Security

Certificate Transparency logs aren't just for browsers — here's how to monitor them for your domains

March 21, 20269 min readCertPulse Engineering

Most engineers encounter Certificate Transparency logs indirectly — their browser checks SCTs during the TLS handshake, and if something's wrong, the connection fails. That's the browser enforcement story, and it's well-understood. But CT logs are also a public, append-only record of nearly every certificate issued by a publicly trusted CA. It's an intelligence feed. Most teams aren't watching it.

I've worked in environments where a developer spun up a staging environment on api-staging.example.com, got a Let's Encrypt cert for it, and nobody on the platform team knew it existed until a penetration tester found it six months later. That cert showed up in CT logs the day it was issued. We just weren't looking.

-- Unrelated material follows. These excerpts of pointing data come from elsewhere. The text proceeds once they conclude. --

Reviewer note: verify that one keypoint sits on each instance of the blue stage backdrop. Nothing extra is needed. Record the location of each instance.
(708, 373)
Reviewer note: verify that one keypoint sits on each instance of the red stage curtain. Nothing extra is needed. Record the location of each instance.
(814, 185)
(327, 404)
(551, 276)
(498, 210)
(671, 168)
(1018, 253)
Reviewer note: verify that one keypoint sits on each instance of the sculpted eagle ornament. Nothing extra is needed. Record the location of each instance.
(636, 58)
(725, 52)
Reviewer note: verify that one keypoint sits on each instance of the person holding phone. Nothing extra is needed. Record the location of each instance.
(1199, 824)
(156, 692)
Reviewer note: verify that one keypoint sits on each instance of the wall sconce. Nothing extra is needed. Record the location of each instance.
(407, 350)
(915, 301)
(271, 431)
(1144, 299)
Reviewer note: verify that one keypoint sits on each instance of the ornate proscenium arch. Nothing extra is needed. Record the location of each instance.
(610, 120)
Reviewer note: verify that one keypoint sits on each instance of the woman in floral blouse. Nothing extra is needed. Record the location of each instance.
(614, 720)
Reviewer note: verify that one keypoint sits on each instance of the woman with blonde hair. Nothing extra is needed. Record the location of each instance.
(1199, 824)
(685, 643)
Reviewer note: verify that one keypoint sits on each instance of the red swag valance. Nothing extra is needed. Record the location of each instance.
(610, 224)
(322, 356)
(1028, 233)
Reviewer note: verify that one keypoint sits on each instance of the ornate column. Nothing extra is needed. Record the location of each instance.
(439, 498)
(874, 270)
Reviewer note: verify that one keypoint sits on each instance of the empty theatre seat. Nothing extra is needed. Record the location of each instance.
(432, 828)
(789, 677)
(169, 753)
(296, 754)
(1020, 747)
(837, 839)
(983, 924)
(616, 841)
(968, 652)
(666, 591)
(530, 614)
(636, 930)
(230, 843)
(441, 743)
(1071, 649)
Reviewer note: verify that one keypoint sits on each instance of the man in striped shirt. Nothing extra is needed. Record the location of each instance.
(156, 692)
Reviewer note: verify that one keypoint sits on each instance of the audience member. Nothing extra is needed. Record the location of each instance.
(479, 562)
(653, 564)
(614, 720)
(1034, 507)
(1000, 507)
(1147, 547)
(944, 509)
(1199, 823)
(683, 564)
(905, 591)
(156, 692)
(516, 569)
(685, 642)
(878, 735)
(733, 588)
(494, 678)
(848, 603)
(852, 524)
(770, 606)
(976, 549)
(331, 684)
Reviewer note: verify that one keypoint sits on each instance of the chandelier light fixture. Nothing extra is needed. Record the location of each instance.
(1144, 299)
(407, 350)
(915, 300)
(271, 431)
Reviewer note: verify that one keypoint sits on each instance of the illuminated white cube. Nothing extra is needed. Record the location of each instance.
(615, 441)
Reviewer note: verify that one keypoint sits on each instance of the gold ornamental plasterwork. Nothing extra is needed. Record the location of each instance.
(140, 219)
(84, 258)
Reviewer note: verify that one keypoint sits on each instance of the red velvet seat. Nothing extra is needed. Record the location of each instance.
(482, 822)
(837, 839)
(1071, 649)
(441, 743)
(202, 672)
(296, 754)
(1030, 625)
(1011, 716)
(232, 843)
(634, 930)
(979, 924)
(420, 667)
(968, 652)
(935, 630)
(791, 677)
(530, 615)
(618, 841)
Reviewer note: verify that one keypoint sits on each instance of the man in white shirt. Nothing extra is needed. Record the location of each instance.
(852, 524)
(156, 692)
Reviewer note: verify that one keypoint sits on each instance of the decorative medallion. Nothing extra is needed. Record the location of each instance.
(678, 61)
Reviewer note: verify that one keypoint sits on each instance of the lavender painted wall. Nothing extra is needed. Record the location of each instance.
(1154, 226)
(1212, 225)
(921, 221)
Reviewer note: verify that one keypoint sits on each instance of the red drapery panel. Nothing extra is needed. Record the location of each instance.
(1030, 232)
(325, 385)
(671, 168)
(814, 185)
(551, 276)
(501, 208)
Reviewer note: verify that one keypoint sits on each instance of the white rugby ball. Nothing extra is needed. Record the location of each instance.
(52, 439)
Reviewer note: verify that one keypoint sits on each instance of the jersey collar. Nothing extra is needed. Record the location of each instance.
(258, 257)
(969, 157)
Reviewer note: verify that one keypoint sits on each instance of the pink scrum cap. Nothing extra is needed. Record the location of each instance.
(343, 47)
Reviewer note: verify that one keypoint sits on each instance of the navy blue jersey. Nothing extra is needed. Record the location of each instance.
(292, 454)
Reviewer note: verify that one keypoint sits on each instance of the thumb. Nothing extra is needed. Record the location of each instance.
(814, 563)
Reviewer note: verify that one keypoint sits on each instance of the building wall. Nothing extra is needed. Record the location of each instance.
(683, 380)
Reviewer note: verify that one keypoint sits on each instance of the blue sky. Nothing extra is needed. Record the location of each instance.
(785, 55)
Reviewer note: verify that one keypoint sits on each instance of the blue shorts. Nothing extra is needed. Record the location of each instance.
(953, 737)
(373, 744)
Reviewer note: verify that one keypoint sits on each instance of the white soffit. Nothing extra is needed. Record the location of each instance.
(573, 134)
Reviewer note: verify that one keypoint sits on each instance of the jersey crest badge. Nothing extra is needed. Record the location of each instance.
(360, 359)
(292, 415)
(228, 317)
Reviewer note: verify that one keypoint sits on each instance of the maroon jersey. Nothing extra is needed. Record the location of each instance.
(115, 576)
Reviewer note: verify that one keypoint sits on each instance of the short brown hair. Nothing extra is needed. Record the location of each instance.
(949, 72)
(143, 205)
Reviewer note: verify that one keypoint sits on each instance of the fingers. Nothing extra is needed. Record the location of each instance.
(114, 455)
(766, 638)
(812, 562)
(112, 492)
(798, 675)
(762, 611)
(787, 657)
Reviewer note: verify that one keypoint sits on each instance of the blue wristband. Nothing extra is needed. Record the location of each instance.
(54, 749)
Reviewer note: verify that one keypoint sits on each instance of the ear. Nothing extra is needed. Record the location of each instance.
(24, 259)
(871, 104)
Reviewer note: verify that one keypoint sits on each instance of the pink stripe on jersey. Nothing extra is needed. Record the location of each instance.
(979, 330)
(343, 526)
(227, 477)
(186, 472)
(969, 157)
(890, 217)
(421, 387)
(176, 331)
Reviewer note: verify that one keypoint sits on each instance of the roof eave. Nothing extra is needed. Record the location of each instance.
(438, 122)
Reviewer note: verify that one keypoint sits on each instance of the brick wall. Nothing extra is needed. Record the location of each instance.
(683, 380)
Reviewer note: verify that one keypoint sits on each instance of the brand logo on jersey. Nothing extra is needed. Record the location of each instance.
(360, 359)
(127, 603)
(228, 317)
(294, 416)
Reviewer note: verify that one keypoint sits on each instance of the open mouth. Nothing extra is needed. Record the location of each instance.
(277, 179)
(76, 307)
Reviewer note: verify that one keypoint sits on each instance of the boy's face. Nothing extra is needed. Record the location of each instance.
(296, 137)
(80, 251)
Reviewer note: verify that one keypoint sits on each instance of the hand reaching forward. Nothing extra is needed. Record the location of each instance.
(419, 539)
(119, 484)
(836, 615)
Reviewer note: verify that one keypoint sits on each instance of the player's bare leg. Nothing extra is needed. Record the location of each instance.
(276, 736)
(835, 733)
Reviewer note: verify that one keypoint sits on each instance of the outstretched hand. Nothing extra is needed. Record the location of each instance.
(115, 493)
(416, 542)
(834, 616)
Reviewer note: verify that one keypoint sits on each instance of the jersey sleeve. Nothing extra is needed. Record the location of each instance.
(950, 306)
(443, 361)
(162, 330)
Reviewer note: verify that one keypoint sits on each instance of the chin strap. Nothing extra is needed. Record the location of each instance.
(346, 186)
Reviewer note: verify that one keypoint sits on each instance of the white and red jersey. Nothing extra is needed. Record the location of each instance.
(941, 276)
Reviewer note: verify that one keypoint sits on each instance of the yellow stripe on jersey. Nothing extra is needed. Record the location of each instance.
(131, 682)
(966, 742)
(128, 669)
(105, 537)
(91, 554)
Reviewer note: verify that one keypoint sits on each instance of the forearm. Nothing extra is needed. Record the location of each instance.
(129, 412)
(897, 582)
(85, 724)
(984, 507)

What CT logs actually tell you

Unauthorized issuance is the most obvious signal. If someone — an attacker, a rogue employee, a misconfigured automation — obtains a certificate for your domain from any publicly trusted CA, it shows up in CT logs. This is how you catch domain takeover and cert misissuance early. CAA records help prevent this, but they're advisory to CAs, not enforced by cryptographic proof. CT is your verification layer.

Typosquatting and phishing infrastructure. Attackers register domains like exarnple.com or example-login.com and get legitimate DV certs for them. To your users, these sites look credible — they've got the padlock. Monitoring CT logs for certificates that look suspiciously similar to your domains catches this infrastructure as it's being provisioned, often before the phishing campaign launches.

Shadow IT and forgotten assets. Certificates issued for subdomains you didn't know about (jenkins.corp.example.com, legacy-api.example.com, test.acquisitionco.com) map your actual attack surface. Every cert in a CT log represents a service someone thought was important enough to put TLS on. That's a useful inventory signal.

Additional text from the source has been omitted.